Hasta llegué a consultar el famoso bestiario de Anselmus Debry que me aclaró bastante y que increíblemente coincidía con lo que la hermosa bruja pueblerina me había explicado. Colgar un gallo pretendía la miseria más cruel para la persona a la cual estaba dirigido semejante maleficio. Como averigüé la figura del gallo representa al sol, la claridad, la luz del amanecer que anuncia el fin de la noche y la muerte momentánea del sueño. Muerto y boca abajo era un poderoso símbolo que anulaba la intrínseca carga benigna que portaba. El gallo había anunciado la traición al Mesías, el gallo señala si canta fuera de las horas acostumbradas, las desdichas por venir. El gallo es una especie de alarma natural que se le dio al hombre para prevenirlo contra las maldades inesperadas. Su sacrificio nunca es hecho por una mano justa.
Me adentré en los ritos umbanda donde el gallo es central para sus ceremonias y por ende en el A B C de la magia negra. En un libro extraño llamado el Malleus Maleficarum que por suerte encontré perdido en la biblioteca de Gaiman y que había sido traído por los colonos galeses después de la Guerra de Secesión pude saber que el poder de las brujas es inmenso y que sin remordimiento alguno podía matarse a esas encantadoras si se comprobaba su influjo maligno.

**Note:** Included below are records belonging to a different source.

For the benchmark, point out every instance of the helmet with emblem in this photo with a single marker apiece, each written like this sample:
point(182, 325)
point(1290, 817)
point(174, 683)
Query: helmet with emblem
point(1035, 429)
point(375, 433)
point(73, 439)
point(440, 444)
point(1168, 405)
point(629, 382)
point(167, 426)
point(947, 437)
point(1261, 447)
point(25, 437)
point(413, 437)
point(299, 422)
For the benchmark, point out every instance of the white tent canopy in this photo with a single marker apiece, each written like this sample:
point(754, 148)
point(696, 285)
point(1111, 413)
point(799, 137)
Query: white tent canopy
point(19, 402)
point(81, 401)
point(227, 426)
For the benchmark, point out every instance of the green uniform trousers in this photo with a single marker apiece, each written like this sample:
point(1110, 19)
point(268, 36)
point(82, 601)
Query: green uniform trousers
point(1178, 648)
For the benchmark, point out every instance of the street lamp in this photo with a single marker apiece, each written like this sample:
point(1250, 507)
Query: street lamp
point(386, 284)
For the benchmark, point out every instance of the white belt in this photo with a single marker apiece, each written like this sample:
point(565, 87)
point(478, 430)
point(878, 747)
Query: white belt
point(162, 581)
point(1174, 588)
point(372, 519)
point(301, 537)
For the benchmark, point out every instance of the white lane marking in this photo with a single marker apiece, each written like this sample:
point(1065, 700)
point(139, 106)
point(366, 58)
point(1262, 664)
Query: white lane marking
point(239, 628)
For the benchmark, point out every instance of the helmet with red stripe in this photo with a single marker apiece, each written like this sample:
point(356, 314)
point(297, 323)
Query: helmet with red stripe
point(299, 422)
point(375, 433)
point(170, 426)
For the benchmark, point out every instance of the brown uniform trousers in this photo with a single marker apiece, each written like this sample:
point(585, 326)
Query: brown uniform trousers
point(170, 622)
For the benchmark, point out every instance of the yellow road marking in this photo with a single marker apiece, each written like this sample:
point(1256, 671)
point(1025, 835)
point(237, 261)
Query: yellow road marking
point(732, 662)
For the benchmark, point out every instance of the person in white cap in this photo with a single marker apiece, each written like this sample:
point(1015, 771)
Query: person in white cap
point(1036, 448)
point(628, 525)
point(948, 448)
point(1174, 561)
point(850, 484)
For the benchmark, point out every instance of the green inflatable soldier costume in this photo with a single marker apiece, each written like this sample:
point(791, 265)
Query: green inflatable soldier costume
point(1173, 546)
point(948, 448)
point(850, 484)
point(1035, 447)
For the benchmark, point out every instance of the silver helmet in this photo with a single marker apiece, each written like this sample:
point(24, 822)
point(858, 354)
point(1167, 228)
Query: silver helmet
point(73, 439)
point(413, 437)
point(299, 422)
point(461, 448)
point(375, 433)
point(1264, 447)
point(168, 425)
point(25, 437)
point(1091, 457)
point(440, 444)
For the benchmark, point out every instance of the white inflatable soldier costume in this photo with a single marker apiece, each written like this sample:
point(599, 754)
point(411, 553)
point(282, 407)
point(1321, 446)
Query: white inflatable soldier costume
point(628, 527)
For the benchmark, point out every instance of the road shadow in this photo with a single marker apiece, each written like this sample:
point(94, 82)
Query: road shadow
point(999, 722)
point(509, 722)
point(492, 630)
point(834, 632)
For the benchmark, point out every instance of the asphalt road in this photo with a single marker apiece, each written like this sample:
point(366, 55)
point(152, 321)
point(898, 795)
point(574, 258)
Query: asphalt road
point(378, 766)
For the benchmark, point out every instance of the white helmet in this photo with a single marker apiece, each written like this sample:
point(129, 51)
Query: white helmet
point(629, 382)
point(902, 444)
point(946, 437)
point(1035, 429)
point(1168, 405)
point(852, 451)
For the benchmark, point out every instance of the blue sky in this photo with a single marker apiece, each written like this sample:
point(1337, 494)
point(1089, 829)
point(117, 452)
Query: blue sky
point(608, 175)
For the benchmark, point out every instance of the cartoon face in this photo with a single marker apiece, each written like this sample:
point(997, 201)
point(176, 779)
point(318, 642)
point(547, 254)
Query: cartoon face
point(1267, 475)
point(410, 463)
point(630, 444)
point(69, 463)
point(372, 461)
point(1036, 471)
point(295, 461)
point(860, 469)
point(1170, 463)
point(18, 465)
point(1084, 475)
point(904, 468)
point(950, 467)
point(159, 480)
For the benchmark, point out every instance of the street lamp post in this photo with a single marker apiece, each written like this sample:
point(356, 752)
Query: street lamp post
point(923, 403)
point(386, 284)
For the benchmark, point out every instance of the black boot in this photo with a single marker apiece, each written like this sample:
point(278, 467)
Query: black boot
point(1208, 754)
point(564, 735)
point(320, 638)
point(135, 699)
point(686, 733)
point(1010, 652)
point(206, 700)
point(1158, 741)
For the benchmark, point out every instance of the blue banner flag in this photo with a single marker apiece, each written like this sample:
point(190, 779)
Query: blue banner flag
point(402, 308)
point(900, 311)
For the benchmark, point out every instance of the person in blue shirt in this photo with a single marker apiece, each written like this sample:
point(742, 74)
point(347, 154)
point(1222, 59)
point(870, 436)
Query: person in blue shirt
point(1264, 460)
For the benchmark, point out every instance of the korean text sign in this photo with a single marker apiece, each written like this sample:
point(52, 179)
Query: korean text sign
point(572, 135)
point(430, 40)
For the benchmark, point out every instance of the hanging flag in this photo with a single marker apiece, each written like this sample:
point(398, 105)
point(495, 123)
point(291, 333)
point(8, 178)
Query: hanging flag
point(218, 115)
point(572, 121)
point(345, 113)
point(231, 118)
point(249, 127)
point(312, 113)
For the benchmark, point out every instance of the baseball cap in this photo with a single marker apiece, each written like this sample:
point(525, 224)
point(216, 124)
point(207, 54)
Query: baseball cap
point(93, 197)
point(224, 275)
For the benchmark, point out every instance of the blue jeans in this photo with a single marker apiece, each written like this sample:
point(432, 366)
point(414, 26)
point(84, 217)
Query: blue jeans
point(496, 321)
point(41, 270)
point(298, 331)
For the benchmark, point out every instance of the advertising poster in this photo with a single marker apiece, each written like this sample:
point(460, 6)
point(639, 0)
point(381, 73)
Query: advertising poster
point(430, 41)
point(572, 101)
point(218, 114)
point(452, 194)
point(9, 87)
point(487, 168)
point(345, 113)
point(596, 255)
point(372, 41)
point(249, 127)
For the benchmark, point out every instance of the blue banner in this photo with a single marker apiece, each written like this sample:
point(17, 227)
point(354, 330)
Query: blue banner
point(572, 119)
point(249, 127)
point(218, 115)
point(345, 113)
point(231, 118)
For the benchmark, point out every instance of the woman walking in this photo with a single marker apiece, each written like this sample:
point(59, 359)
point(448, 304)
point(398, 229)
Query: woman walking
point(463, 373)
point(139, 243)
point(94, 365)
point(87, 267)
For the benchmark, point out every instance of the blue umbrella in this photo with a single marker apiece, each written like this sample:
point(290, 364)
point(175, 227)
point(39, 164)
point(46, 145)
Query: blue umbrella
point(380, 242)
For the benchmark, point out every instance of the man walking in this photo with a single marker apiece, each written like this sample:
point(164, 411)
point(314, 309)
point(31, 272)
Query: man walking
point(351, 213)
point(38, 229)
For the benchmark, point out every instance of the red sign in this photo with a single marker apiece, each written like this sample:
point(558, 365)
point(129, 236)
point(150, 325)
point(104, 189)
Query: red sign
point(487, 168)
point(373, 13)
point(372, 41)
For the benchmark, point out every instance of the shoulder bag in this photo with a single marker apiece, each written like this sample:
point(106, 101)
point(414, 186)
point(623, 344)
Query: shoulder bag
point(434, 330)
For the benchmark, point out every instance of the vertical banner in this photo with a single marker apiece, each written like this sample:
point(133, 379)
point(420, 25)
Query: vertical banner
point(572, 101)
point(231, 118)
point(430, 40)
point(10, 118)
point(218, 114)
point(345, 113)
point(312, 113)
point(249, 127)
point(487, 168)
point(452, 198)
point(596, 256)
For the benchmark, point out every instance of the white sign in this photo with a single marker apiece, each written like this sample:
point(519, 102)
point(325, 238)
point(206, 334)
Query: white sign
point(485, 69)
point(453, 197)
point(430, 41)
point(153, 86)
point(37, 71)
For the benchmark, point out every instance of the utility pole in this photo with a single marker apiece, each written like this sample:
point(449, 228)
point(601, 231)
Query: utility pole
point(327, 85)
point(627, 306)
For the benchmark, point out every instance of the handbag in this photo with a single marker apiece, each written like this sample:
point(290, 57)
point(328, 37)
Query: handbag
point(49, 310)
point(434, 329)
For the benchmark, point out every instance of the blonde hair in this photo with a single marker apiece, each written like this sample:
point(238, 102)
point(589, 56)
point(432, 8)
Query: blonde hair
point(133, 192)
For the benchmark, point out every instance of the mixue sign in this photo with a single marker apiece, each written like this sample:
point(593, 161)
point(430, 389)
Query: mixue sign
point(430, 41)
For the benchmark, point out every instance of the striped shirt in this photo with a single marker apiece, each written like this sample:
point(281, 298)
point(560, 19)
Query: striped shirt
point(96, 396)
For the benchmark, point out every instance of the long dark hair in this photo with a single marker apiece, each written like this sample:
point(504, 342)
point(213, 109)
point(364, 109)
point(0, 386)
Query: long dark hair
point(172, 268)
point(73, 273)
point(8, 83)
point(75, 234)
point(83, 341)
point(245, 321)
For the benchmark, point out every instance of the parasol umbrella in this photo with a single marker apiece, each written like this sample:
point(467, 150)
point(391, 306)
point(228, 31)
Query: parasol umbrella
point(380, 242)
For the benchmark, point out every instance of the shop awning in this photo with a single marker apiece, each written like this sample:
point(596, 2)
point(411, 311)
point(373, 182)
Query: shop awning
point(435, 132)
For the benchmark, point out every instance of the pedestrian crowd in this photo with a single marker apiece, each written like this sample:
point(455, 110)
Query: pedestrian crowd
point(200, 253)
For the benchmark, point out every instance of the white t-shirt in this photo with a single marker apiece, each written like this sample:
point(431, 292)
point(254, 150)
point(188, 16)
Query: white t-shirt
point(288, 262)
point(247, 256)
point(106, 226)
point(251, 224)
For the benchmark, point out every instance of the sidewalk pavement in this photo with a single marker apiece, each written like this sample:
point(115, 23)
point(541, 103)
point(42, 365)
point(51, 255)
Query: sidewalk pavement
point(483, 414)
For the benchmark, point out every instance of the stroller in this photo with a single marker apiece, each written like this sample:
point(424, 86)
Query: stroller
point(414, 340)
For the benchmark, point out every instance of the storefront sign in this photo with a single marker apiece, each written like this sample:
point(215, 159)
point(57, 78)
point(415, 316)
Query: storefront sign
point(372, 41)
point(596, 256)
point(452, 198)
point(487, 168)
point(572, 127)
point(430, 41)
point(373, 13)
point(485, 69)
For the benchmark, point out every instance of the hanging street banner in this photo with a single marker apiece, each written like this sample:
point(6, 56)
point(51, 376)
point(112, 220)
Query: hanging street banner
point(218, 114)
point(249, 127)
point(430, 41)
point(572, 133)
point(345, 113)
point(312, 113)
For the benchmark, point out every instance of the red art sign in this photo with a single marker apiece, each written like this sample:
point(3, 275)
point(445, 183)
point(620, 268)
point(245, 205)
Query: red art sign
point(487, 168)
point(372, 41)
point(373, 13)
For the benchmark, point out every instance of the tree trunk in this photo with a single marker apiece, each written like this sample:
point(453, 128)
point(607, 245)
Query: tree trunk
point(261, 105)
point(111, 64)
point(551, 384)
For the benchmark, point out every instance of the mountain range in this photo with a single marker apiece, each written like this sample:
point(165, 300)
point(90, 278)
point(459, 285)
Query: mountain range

Lo cierto es que mis siguientes pasos se dirigieron a averiguar el por qué de la aparición de ese animal abominado. Aunque no veía indicio alguno y pensaba que nunca lo encontraría, una noche, mientras barría el polvo y las moscas muertas del piso, debajo de la mesa del televisor, encontré una extraña enagua blanca manchada con sangre. Las visitas femeninas no son frecuentes, lo confieso pero, de ninguna manera podía pensar que en alguna de esas visitas alguien pudiera dejar olvidado semejante ropaje. Por su talle y sus elaborados bordados hubiera dicho que era de una confección esmerada. Era de una seda muy fina y delicada al tacto. Mi desconcierto se transformó en preocupación cuando no pude relacionar esa prenda con algún lógico momento que justificara su presencia.
Cuando se la llevé a la bruja la tomó entre sus manos, cerró sus ojos y murmuró unas cuantas palabras incomprensibles para mí. De repente y con un inesperado movimiento abrió la salamandra y arrojó la enagua al fuego.
Sin decir palabra alguna se levantó se sirvió un vaso de agua y lo bebió lentamente. Estático la observaba sin atreverme a preguntar nada. Giró su cabeza, me miró y pidió que la llevara hasta la chacra. Los pocos kilómetros que recorrimos los hicimos callados. Ella estaba nerviosa y no dejaba de frotarse las manos como si no pudiera librarse de la sensación que le produjo el contacto con esa vestimenta maldita, creo yo. Cuando alcanzamos la encrucijada me pidió detener el auto y descendió para dirigirse directamente al follaje donde hasta hace unos días colgaba el infortunado gallo. Otra vez me miró fijamente y me pidió que trajera una pala y comenzara a cavar justo debajo del árbol, me negué a esas alturas a semejante cosa ya que no entendía el por qué, pero no tuve más remedio que hacerle caso ya que comenzó a gritar de manera desesperada por la pala.
Había cavado un hoyo de medio metro de profundidad en el lugar cuando en uno de mis golpes saltó desde el hueco una esquirla que fue a dar junto a los pies de ella. La tomó entre sus manos y me corrió bruscamente del pozo para echarse en el piso y escarbar con sus propias manos hasta extraer un cráneo amarillento del cual se desprendían mechones de pelo. Cuando me volvió a mirar yo ya tenía la pala alzada para golpearla.
Enterré su cabeza junto a la otra, la de mi esposa, en el mismo hoyo que había abierto. El resto de su cuerpo permaneció tirado varios días a pocos metros de mi casa. De nuevo, una enorme cantidad de moscas malditas entraron a mi casa. Volvieron los buitres que se arremolinaron sobre la osamenta repulsiva y caí de modo inevitable en la desesperación más atroz.
Maté un gallo y lo colgué cabeza abajo de la rama partida.

2 comentarios:

Nico dijo...

Buenisimooooooooo

Ignoto Transversal dijo...

Nico:

Coincido, creo que el relato está muy logrado.

Como siempre alegría mayor tu contacto.